Opinião | Os herdeiros de Martin Bugreiro

Foto: Josué de Souza


Em uma das paredes de sustentação da ponte Gov. Wilson Pedro Kleinübing, conhecida na cidade como Ponte do Tamarindo, tem uma pintura de de uma pessoa vestida de traje típico alemão abraçada com um negro, um pouco ao lado, compõem a mesma imagem uma flecha e uma pena, imagino que represente a cultura indígena. Claro que também acompanhado de figuras de notas musicais, bandeirinhas de festas e copos de chope.  O lugar fica a alguns metros do terminal rodoviário e é um dos acessos à cidade para quem vem pelo norte.

Não é preciso muito esforço intelectual para concluir que a obra expressa o mito de democracia racial que é a Alemanha sem passaporte. Ao entrar na cidade, seja de carro ou de ônibus, o visitante fica com a impressão de que por aqui todos são bem vindos. Ao som de uma música alemã e regados com a alegria de uma gelada nos confraternizamos e construímos a terra sem males.

Desde o dia 27 de abril, à paisagem foram adicionadas pedras, que milagrosamente brotaram por ali. Na ação foram utilizados tratores e caminhões. As pedras foram colocadas no lugar onde havia um acampamento indígena por mais de 20 anos. Residia no local, um casal de idosos, indígenas da etnia Kaingang. No momento da ação dos tratores eles estavam no Rio Grande do Sul buscando matéria prima para compor artesanatos e objetos que vendem na cidade. Além da casa, móveis, roupas, peças de artesanatos e objetos pessoais simplesmente desapareceram.

Não é a primeira vez que o endereço é alvo de uma ação deste tipo. Em 2020, a Prefeitura Municipal de Blumenau tentou retirar os indígenas do local. Na época, talvez os mesmos tratores da prefeitura tentaram destruir o acampamento. A ação foi impedida graças a mobilização e a resistência dos próprios indígenas, e da intervenção do Ministério Público Federal. Agora, na surdina, sem nenhuma determinação judicial, a residência foi dada a cabo. Simbolicamente enterrada pelas pedras que, agora, artificialmente compõem a paisagem.

Nada mais simbólico. A ação aconteceu nos últimos dias do mês de abril. Pouco mais de uma semana depois do dia do índio. Aquele no qual nos fantasiamos na escola. Da mesma forma, a pintura representada no local não retrata o índio, apenas alguns elementos estereotipados de sua cultura. Nesta terra, nem todas as culturas são glorificadas. Nem todos são bem vindos.

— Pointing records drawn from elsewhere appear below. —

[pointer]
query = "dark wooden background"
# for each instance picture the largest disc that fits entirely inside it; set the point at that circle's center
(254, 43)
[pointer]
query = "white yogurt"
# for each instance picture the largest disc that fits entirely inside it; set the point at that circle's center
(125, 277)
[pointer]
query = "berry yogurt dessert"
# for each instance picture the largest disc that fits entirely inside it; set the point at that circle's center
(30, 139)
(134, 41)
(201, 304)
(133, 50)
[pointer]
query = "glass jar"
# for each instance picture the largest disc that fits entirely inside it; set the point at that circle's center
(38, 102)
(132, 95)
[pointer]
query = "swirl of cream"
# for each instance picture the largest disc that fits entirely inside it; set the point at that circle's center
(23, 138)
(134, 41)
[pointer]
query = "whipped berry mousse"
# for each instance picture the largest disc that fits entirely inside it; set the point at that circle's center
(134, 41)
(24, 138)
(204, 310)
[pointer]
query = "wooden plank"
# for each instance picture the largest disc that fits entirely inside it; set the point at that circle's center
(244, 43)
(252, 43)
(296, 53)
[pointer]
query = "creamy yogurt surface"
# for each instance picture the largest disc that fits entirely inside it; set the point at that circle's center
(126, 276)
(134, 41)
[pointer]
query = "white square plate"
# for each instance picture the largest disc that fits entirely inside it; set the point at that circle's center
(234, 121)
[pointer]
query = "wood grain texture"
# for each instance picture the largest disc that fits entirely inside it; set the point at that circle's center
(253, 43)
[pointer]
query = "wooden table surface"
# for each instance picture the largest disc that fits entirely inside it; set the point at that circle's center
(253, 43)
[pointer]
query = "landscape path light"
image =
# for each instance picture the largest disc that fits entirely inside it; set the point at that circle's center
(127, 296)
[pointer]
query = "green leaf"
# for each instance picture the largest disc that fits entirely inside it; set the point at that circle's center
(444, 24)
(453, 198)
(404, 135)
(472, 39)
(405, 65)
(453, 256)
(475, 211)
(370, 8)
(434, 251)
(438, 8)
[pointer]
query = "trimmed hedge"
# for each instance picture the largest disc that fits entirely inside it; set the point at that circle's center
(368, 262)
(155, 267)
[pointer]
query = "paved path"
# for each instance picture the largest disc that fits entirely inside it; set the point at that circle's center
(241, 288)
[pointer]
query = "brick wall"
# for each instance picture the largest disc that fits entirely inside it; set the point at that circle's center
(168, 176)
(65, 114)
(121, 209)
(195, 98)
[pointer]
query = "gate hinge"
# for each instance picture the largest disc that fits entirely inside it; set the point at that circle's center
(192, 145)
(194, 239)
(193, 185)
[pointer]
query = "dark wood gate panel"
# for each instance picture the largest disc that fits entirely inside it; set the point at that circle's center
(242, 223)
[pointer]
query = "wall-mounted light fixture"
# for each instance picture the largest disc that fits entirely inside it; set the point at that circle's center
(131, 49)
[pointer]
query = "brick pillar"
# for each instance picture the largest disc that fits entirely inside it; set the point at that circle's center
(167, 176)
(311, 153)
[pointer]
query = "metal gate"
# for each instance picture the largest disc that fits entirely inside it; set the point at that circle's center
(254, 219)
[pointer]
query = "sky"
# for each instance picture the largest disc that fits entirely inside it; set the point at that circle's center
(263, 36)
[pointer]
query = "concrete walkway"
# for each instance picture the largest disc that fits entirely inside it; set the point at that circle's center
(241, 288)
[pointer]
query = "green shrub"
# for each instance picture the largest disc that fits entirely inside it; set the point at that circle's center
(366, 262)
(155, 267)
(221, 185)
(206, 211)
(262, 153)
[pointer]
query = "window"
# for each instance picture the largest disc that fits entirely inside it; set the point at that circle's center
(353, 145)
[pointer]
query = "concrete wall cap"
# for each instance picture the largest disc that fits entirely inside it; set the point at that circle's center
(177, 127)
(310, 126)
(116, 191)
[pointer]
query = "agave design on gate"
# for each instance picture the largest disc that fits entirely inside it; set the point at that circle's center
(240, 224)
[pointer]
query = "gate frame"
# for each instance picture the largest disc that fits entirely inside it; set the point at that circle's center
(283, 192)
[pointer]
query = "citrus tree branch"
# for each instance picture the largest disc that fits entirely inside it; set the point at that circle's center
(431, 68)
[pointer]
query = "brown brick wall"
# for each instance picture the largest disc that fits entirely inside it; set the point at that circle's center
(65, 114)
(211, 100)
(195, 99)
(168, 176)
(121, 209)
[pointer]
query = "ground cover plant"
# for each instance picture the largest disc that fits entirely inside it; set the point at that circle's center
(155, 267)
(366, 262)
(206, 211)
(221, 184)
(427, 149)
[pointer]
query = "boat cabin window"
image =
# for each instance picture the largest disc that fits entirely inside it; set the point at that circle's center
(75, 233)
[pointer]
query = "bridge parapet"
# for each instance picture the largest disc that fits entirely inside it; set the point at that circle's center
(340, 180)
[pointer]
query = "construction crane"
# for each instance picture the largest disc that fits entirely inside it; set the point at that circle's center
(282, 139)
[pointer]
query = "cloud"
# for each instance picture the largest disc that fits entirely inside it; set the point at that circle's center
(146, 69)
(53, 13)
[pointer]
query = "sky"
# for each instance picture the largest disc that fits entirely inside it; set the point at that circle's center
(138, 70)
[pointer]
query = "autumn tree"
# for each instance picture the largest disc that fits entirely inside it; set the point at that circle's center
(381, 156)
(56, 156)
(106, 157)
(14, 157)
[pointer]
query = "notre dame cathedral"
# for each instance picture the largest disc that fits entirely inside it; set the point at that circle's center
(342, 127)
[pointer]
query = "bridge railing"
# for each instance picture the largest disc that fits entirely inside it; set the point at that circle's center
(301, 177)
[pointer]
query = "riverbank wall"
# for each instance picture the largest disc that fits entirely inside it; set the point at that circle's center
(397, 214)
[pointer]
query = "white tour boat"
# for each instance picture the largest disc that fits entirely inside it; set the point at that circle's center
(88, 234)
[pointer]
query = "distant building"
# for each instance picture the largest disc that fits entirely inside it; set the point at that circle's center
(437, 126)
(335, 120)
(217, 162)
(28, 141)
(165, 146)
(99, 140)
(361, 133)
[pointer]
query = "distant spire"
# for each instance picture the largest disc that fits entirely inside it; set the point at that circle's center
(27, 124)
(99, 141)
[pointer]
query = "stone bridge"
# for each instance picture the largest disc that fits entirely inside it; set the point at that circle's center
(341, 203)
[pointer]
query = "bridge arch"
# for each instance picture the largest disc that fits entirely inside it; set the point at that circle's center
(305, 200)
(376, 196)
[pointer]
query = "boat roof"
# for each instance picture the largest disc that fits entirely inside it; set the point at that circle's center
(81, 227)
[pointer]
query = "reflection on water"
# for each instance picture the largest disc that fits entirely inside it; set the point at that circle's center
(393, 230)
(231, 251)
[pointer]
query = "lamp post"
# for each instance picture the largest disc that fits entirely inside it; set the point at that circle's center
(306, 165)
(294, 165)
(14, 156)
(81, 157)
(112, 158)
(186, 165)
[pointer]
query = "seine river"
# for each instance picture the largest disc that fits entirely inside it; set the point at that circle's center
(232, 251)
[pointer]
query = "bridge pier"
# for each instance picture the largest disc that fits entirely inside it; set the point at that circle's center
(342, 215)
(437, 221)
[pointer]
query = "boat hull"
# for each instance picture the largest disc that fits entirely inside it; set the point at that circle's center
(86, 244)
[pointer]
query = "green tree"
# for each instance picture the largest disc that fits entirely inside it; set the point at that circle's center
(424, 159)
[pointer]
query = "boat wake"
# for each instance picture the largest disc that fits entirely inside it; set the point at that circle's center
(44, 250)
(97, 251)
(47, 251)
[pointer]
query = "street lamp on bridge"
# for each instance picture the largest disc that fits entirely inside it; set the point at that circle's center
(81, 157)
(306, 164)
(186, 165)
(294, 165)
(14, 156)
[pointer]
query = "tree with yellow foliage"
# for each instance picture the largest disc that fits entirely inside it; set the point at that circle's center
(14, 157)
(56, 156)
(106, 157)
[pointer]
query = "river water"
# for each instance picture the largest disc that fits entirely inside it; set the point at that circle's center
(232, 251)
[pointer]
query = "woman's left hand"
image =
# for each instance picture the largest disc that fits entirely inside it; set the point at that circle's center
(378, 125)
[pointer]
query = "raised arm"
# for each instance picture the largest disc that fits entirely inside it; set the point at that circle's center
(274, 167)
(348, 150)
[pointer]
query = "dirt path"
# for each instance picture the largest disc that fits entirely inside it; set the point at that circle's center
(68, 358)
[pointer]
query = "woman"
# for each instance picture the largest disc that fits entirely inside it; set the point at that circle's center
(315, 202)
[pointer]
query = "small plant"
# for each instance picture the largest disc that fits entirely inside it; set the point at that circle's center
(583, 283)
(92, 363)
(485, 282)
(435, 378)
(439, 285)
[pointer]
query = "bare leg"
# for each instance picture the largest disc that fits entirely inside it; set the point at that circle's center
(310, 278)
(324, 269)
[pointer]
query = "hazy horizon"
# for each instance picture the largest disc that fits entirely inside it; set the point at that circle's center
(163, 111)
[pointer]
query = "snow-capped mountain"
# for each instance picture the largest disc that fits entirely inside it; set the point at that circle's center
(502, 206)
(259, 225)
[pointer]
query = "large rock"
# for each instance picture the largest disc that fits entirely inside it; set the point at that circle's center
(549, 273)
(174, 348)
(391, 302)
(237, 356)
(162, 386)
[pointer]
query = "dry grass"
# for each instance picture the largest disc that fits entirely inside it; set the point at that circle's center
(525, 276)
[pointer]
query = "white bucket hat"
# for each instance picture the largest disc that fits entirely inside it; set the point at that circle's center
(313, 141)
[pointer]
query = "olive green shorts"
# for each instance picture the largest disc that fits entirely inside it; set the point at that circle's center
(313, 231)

Na cidade do Dr. Blumenau, se não é a cultura do homem branco e europeu, matamos, deixamos à própria sorte, enterramos e cobrimos de pedra. Quem quer que fez a ação, deixaria Martin Bugreiro orgulhoso. São seus herdeiros. Só lhes falta o colar de orelhas.

1 Comentário

  1. Caro Cientista social ,
    A residência estava em terreno dos índios ?
    A residência estava em local seguro ?
    Em Blumenau respeitamos as pessoas sim , mas não podemos conviver com as coisas erradas , tipo as pessoas que defendem a democracia e defendem Lula .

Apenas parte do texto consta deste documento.